Multicomponent seismic array data provide not only recordings of the 3D particle motion and direction of arrival but also important information on the spatial gradients of the seismic wavefield. Such gradient data enable numerous new possibilities to analyse land-seismic data. Benefits of seismic spatial wavefield gradient data include enhanced wavefield separation, local slowness estimation, local elastic-parameter determination, and coherent-noise attenuation. Therefore, long-standing problems in seismic exploration such as suppression of scattered surface waves, isolation of particular wave modes, and wavefield reconstruction from spatially under-sampled data can be addressed with gradient data. Interesting applications of spatial gradients arise for shear (S) wave imaging. Considering that rotational motion (curl of wavefield) is directly linked to the S-wave presence, rotational motion measurements facilitate the identification, isolation, and processing of S-waves.

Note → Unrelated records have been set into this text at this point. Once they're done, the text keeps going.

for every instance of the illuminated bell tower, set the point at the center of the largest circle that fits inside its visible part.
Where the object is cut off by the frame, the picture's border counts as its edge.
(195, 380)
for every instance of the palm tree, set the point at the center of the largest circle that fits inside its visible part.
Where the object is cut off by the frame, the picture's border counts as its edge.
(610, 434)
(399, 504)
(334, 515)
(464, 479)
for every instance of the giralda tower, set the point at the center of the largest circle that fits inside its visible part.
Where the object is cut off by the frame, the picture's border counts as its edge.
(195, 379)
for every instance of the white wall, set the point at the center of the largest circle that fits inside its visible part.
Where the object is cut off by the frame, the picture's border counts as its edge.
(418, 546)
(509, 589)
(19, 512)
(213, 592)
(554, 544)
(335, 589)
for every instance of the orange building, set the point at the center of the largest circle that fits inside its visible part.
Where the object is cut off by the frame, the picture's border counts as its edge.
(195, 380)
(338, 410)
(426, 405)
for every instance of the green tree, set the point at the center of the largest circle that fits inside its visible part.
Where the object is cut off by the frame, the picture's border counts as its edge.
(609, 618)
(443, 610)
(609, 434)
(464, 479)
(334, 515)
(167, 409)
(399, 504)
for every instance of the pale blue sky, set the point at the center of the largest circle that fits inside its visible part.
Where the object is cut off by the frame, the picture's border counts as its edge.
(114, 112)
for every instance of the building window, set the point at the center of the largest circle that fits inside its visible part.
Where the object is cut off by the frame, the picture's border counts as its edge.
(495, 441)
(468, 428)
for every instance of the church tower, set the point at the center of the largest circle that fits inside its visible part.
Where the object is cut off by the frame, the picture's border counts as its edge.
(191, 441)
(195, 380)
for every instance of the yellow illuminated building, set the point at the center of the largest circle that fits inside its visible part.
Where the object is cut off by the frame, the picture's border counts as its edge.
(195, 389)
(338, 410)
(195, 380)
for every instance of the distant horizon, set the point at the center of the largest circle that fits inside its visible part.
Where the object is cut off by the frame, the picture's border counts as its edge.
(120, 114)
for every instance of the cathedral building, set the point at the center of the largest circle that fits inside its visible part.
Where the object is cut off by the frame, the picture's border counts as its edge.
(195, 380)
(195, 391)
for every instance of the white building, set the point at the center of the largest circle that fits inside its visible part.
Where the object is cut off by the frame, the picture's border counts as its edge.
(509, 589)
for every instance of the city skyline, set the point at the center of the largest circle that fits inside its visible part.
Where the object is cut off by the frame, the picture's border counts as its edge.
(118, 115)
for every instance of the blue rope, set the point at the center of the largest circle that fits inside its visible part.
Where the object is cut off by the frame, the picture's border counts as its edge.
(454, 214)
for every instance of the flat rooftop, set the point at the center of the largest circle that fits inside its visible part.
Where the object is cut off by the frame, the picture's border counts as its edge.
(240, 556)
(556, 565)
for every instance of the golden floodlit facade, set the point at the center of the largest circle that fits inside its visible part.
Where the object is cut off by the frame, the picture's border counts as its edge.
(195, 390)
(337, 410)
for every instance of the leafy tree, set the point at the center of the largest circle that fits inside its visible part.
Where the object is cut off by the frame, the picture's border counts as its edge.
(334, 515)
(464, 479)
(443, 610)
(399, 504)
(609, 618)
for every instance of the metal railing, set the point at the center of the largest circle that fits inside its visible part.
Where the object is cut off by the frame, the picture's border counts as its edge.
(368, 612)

If placed at the Earth’s free surface, rotational rates can be estimated from three-component (3C, vector) sensor arrays. Such data enable capture of all six degrees of freedom (three components of translation and three component of rotation). It is straightforward to apply the same principles of array-derived gradients and rotations to arrays of closely-spaced vector (3C, directed forces) seismic sources, which enables the simulation of pure rotational sources and, thus, ‘pure’ S-wave sources.